The S3 back-end will be available to dask is s3fs is importable when dask is
imported.
Authentication for S3 is provided by the underlying library boto3. As described
in the `auth docs`_ this could be achieved by placing credentials files in one
of several locations on each node: ``~/.aws/credentials``, ``~/.aws/config``,
``/etc/boto.cfg`` and ``~/.boto``. Alternatively, for nodes located
within Amazon EC2, IAM roles can be set up for each node, and then no further
configuration is required. The final authentication option, is for user
credentials can be passed directly in the URL
(``s3://keyID:keySecret/bucket/key/name``) or using ``storage_options``. In
this case, however, the key/secret will be passed to all workers in-the-clear,
so this method is only recommended on well-secured networks.

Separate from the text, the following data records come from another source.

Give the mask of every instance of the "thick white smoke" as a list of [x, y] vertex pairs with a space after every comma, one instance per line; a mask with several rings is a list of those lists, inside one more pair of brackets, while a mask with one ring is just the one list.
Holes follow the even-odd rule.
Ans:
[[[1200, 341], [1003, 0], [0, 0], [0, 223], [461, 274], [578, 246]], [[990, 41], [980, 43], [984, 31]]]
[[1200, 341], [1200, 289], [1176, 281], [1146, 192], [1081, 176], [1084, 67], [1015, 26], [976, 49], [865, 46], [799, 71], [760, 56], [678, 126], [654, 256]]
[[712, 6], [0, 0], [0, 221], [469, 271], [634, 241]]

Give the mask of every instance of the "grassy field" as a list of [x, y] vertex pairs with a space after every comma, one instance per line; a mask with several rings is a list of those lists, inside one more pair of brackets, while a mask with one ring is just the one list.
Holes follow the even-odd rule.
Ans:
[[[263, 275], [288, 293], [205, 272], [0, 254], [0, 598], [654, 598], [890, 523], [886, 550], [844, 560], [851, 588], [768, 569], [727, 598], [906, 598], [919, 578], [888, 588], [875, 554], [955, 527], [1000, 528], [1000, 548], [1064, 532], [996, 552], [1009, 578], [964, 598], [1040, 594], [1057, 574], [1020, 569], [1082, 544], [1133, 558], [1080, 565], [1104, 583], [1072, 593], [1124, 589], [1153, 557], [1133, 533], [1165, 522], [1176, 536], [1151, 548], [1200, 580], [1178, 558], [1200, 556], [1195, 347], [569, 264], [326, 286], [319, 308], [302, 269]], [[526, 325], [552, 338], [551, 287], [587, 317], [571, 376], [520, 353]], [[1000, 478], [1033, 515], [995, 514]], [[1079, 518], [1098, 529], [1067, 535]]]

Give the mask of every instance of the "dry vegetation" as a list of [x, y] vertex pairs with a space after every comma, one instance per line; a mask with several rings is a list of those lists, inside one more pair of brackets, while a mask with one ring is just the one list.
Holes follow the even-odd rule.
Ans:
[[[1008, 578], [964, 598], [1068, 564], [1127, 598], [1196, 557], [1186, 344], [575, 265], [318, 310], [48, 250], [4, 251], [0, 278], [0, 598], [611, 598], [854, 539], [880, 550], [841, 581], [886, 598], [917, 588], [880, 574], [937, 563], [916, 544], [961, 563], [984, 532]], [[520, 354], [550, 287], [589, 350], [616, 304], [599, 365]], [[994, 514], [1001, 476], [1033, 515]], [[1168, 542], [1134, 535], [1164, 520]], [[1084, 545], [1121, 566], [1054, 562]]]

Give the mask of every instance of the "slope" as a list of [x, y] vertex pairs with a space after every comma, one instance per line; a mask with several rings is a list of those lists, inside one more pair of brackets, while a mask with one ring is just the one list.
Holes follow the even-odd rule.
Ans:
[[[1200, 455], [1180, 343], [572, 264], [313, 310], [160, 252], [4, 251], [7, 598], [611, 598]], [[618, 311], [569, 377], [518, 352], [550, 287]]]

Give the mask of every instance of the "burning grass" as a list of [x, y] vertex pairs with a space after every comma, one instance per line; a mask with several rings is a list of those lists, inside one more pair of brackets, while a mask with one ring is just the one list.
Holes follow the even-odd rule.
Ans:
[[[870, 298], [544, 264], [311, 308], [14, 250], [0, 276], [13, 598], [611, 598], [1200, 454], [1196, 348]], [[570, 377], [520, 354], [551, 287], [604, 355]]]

.. _auth docs: http://boto3.readthedocs.io/en/latest/guide/configuration.html
The following parameters may be passed to s3fs using ``storage_options``:
- anon: whether access should be anonymous (default False)
- key, secret: for user authentication
- token: if authentication has been done with some other S3 client
- use_ssl: whether connections are encrypted and secure (default True)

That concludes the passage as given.